It's actually been pretty painless so far. Once Fannie Mae decided to go this route, we were contacted quickly by Chase, got the paperwork within days, and are currently working on City of Chicago foolishness with the water bill.

We landed here because we had some offers in the 20,000 - 30,000 range but Fannie thinks its worth 70,000. It isn't. It's trashed.

If I was an agent I'd hand a DIL off to an attorney, because that's the pro who should be handling it. And why work for free?

I have 2 clients whose got the message from their loan servicer's that DIL was an option after 120 on the market and no sale.

However, when short sale deals fell through, the servicers were not so interested in the DIL option. Both of these properties went back on the market and are under contract a 2nd time.

Maybe the seller needed to apply for the DIL, which they didn't do.

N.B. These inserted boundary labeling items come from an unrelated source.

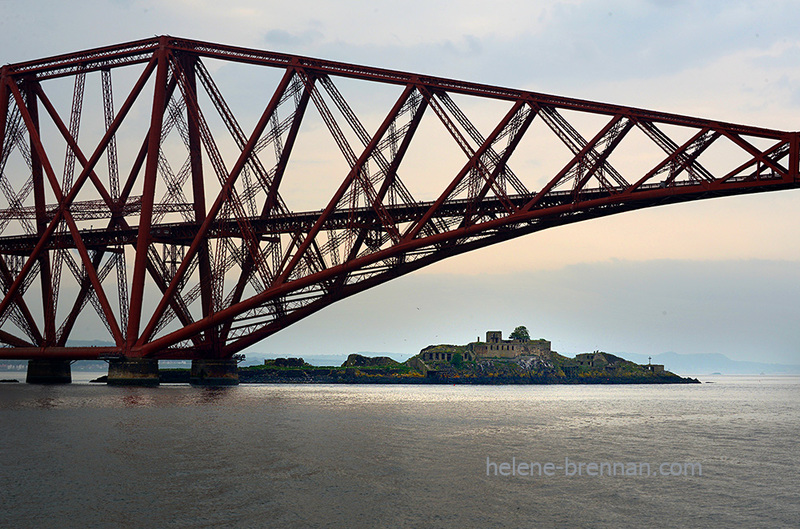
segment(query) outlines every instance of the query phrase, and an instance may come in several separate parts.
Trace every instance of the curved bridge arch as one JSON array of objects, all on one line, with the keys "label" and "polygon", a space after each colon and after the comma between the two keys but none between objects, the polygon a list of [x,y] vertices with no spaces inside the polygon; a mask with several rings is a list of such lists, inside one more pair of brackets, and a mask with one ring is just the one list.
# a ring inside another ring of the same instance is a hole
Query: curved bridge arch
[{"label": "curved bridge arch", "polygon": [[[278,73],[252,130],[207,62]],[[93,100],[86,81],[96,78]],[[374,132],[341,79],[399,92]],[[58,94],[69,81],[71,97]],[[487,135],[457,103],[463,96],[505,105]],[[84,140],[93,108],[103,126]],[[292,211],[282,183],[312,111],[346,170],[322,210]],[[127,128],[136,113],[147,116],[138,136]],[[584,116],[602,122],[591,135],[570,121]],[[463,153],[433,200],[416,199],[400,176],[423,119]],[[569,155],[530,188],[512,157],[534,123]],[[635,209],[800,186],[797,132],[173,37],[4,66],[0,127],[5,358],[227,358],[339,299],[476,248]],[[612,162],[632,131],[657,154],[623,174]],[[709,169],[708,153],[723,143],[737,161]],[[113,346],[69,345],[88,317]]]}]

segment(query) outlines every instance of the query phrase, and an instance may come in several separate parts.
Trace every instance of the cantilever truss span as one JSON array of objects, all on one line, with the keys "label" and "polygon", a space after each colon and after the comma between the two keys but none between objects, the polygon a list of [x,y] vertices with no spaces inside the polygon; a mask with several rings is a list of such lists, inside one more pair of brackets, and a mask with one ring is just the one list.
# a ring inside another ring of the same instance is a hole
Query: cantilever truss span
[{"label": "cantilever truss span", "polygon": [[[384,113],[359,117],[373,88]],[[489,125],[475,101],[501,109]],[[449,256],[800,183],[796,132],[172,37],[4,66],[0,138],[4,358],[227,358]],[[512,169],[554,145],[546,174]],[[439,150],[457,162],[420,196]],[[92,325],[114,345],[76,346]]]}]

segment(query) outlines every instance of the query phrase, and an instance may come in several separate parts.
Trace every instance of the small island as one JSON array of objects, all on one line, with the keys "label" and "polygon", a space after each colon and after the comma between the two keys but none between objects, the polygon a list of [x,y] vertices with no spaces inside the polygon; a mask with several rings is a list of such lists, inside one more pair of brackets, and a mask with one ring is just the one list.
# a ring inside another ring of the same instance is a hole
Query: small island
[{"label": "small island", "polygon": [[524,326],[504,340],[487,331],[485,340],[466,345],[431,345],[405,362],[351,354],[341,366],[312,366],[302,358],[265,360],[239,369],[240,383],[345,384],[691,384],[663,365],[640,365],[594,351],[562,356],[543,338],[533,340]]}]

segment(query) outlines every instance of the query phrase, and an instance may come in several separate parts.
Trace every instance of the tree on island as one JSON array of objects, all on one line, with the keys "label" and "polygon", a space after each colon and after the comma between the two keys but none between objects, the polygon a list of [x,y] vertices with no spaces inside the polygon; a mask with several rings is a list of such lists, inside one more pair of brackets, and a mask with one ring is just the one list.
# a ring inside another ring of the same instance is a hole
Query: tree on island
[{"label": "tree on island", "polygon": [[525,327],[524,325],[520,325],[519,327],[514,329],[514,332],[511,333],[509,338],[512,340],[528,341],[531,339],[531,335],[530,333],[528,333],[527,327]]}]

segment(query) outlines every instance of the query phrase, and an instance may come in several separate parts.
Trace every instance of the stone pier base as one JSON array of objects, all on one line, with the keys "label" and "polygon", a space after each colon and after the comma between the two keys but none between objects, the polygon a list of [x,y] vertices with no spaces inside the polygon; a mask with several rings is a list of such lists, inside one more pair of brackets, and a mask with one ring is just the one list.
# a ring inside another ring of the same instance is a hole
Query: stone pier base
[{"label": "stone pier base", "polygon": [[28,360],[28,384],[69,384],[72,382],[70,360]]},{"label": "stone pier base", "polygon": [[189,382],[195,386],[236,386],[239,384],[238,362],[232,358],[192,360]]},{"label": "stone pier base", "polygon": [[109,386],[157,386],[158,360],[125,358],[108,363]]}]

Since there is no commission paid to an agent, I have not done any work on a DIL option.  

DIL is easy.  Bank sends the deed and the seller's sign it.  Seller has 30 days or so to get out and sometimes the lender will offer cash for keys.  The DIL is more economical for the lender than the foreclosure - very little attorney's fees.  I've had one.  Home has been on the market for 2+ years as an REO and over 4 in total.  Bank is stuck on a price that the market will not bear and home being abandoned is now suffering from disrepair.  Too bad.  Wish they would have worked with the offer that was written 3 years ago.

@Kathleen  That's the way is should work, I think.  The Servicer/Investor should prefer to short sell the house, unless they think that the offer is not fair-market-value.

@KerryAnn  This is the situation with my DIL-candidate properties.  The Investor has an unrealistic view of market value, and everyone gives up.  The only way to make this behavior understandable, to me, is that the Investor thinks they are being scammed, so they want to mitigate the fraud-risk and acquire the property.

@Walt  I'm in the same position with a property where the Investor is rejecting $75,000, the property is totally trashed, I am sending them pictures tonight.  "Do you really want to reject this $75K offer?"

It is very expensive for the banks to do a deed-in-lieu, and can take a long time to complete if it even gets considered.